Оглянувшись вправо и влево, Дэвид убедился, что никого нет поблизости и никому нет дела до того, что появится на всплывшей перед его носом голограмме. Медики порхали над ранеными, криминалисты убирали трупы, за копошением внизу следили дроны и искусственные птицы в небе, где-то вдалеке покрылись инеем стальные куски огромной змеи, разбросавшей свое тело на добрых два, а то и все три километра в длину. Хвоста Дэвид даже и не видел, его кончик валялся там, далеко в пустыне, теряясь на горизонте в густом, как кровь с молоком закате.

Дэвид подкрутил настройки, чтобы сделать голограмму потемнее и предзакатное солнце больше не бликовало на полупрозрачных острых краях документа, потому как день клонился к ночи и закат уже вовсе рябил алым.

Пришел ответ на его недавний запрос: досье на Коршунова Андрея Артемовича с полной распечаткой ДНК-идентификации.

Теперь-то он узнает, что Андрей ему снова соврал, и что национальный герой Артем Коршунов вовсе не его отец. Этот ищейка просто хорохорится, потому что хочет выглядеть великим. Андрей ничего не чувствует и не любит никого, наверное, даже себя. Зазнайки хотя бы восхищаются собой, а странный следопыт не занимается даже этим. Придумал себе отца, чтобы хоть как-то оправдать свою черствость. Подняться в чужих глазах, и немного в собственных тоже. Как коротышка Тадеуш. Андрей, конечно, совсем не коротышка, но, может, у него короткая душа? Маленькая. Как он тогда сказал? Ма-ло-ду-шие? Именно. Маленькая душа. Прямо как у Кубика. В таком маленьком тельце все должно быть маленькое, и душа тоже. Хотя Дэвиду иногда казалось, что у Кубика она бескрайняя, как небо над головой, и обширная, как сны, которые он видит. Целый мир, понятный только ему самому.

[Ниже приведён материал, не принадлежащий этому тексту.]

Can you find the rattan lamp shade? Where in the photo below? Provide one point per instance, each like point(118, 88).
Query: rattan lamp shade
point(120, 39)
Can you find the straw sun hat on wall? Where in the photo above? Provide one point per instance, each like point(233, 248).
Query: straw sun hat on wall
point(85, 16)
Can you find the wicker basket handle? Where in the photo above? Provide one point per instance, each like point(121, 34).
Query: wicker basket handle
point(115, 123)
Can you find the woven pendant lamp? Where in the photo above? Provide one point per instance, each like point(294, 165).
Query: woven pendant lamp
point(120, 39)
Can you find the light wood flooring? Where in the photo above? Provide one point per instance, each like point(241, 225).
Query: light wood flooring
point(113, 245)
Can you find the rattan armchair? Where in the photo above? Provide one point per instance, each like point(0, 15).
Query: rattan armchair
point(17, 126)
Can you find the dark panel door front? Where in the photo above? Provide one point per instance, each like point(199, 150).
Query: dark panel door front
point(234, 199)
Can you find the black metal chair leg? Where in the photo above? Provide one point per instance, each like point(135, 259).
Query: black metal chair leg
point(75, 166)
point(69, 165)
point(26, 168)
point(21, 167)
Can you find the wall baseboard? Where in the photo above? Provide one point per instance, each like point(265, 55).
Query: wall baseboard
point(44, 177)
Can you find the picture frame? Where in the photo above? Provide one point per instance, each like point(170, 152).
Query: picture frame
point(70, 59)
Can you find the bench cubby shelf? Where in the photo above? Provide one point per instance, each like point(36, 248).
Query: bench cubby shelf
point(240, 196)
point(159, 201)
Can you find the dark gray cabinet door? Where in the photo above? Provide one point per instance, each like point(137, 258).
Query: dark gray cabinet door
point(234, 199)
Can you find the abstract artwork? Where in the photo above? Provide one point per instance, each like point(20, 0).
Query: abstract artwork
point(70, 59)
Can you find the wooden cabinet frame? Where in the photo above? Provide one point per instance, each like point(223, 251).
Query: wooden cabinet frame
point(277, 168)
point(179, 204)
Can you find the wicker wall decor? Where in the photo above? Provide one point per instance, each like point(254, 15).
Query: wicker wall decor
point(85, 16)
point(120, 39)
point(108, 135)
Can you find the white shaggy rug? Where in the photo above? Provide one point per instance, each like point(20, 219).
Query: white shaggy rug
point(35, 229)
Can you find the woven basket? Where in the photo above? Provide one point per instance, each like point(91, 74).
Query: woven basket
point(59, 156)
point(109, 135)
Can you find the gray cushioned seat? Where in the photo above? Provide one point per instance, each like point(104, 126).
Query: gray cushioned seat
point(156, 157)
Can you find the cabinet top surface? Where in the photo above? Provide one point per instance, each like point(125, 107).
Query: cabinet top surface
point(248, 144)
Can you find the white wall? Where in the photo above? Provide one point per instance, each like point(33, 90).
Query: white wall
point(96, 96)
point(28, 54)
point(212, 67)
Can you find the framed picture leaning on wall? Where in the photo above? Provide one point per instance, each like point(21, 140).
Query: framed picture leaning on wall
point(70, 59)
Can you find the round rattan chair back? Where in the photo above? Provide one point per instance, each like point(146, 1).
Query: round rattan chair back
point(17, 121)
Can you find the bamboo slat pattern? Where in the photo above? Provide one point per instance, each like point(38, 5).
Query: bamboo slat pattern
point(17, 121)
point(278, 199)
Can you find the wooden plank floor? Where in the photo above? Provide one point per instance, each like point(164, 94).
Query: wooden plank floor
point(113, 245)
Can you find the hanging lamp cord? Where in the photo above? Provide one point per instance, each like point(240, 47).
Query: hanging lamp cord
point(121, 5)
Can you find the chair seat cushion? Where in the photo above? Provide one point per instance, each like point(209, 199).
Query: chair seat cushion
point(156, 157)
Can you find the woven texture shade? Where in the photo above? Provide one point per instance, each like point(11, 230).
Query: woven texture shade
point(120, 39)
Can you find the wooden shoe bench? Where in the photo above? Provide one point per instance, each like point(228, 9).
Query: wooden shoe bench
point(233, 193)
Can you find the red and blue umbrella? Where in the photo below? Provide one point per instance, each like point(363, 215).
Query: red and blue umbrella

Нет, не стоит сравнивать Кубика с Андреем. Наверное, величина души не зависит от размера тела, вдруг подумал Дэвид, скользя глазами по светящимся строчкам.

Коршунов Андрей Артемович. Графа «мать» – прочерк, графа «отец»: Коршунов Артем Константинович. Популярный певец в прошлом, гражданин земли. Тоже в прошлом… Впоследствии принял гражданство Марса, участвовал в войне с «Венетом» на Венере в составе спасательной группы «альфа» под маркировкой «зет». Национальный герой.

У Дэвида загорелись щеки, он даже почувствовал теплоту, которая идет от его собственной кожи. Потом у него стали жаркими кончики ушей. Несмотря на то, что его захватила лихорадка, и, казалось бы, его должно трясти только от жара, Дэвида бросало сразу и в холод, и в жар.